Tai Chi movement

Relax and move – everything follows from this:

Relax everything
Move from the centre
Everything moves together

Where there is a suitable environment such as an extended community of Tai Chi players to train with then it is certainly possible to work with the above principles and simply immerse in daily practice, self-learning and working with others. We should appreciate that in the land of its origin large groups gather every day to practice together for between two to eight hours in parks and in martial arts schools where this is both possible and convenient. Conversation about this practice is an integral part of the training, between teachers and students and among students sharing continuously so that the learning process becomes osmotic as understanding is passed around and everyone has the chance to work with many other players – use of language and close even intimate contact is fundamental to this. It is important to remember that human beings are a physical and social species.

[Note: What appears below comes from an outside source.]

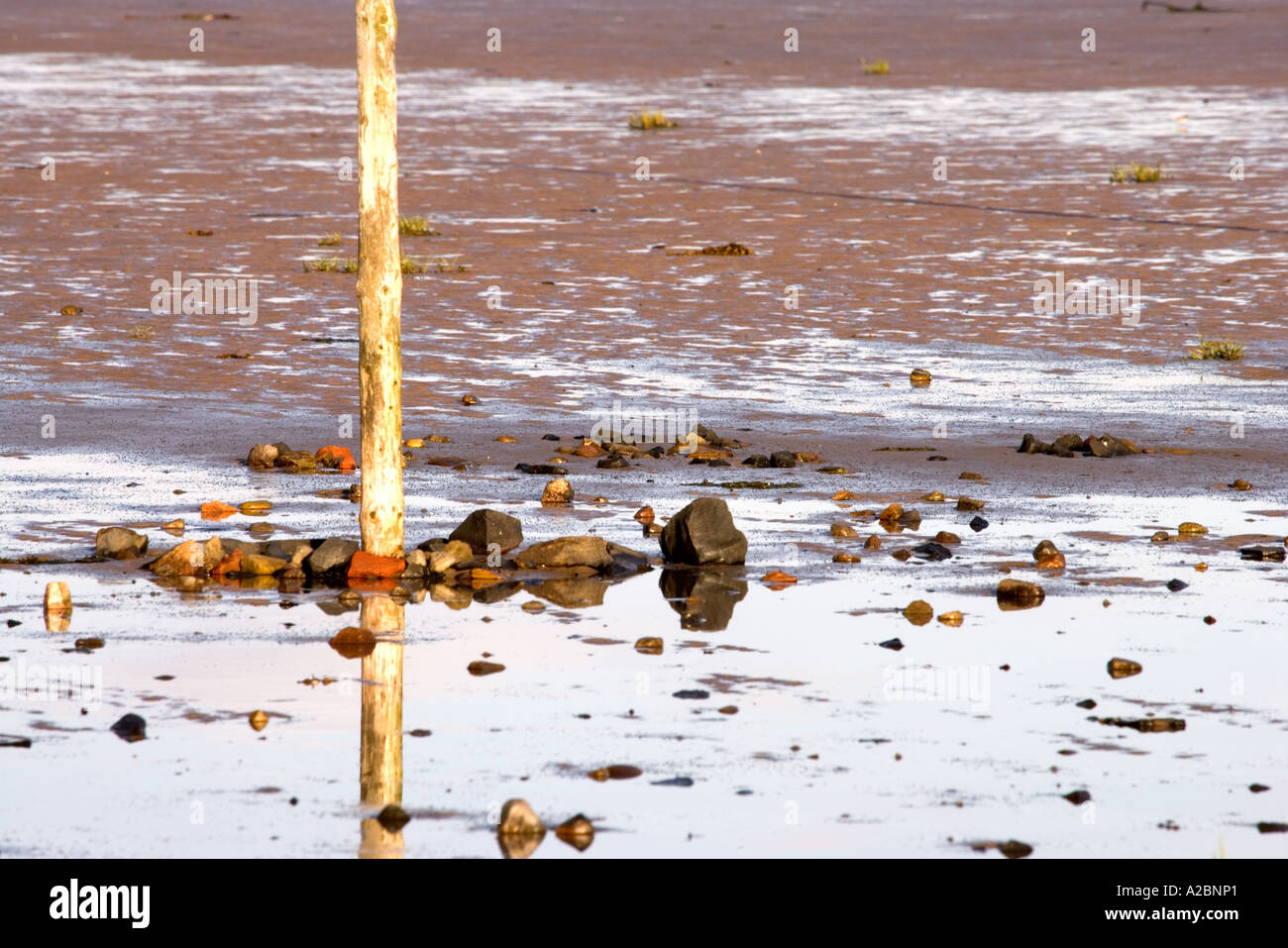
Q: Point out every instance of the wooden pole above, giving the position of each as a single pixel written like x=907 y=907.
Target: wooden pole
x=378 y=281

Where you have daily access to a good teacher and/or a support group of others then of course you should take the opportunity wholeheartedly, using the experience to learn by trial and error and with the guidance of others from their own experience. However, for many of us elsewhere such an environment simply does not exist, nor does it fit the western culture or lifestyle, and so we may seek other more solitary approaches. I have sought to describe a way of augmenting training where immersive physical practice is not available or where time is limited, or perhaps where culturally what may be considered intimate contact is not acceptable. In this case then we can support our physical Tai Chi practice with frequent attention throughout the day in our normal tasks, in our walking around and in our thinking. It is important that this is closely involved with focused physical practice and not simply an intellectual exercise.  The aim should always be integration – each physical or mental exercise being seen as part of the whole – like pieces of a jigsaw puzzle building up the full picture.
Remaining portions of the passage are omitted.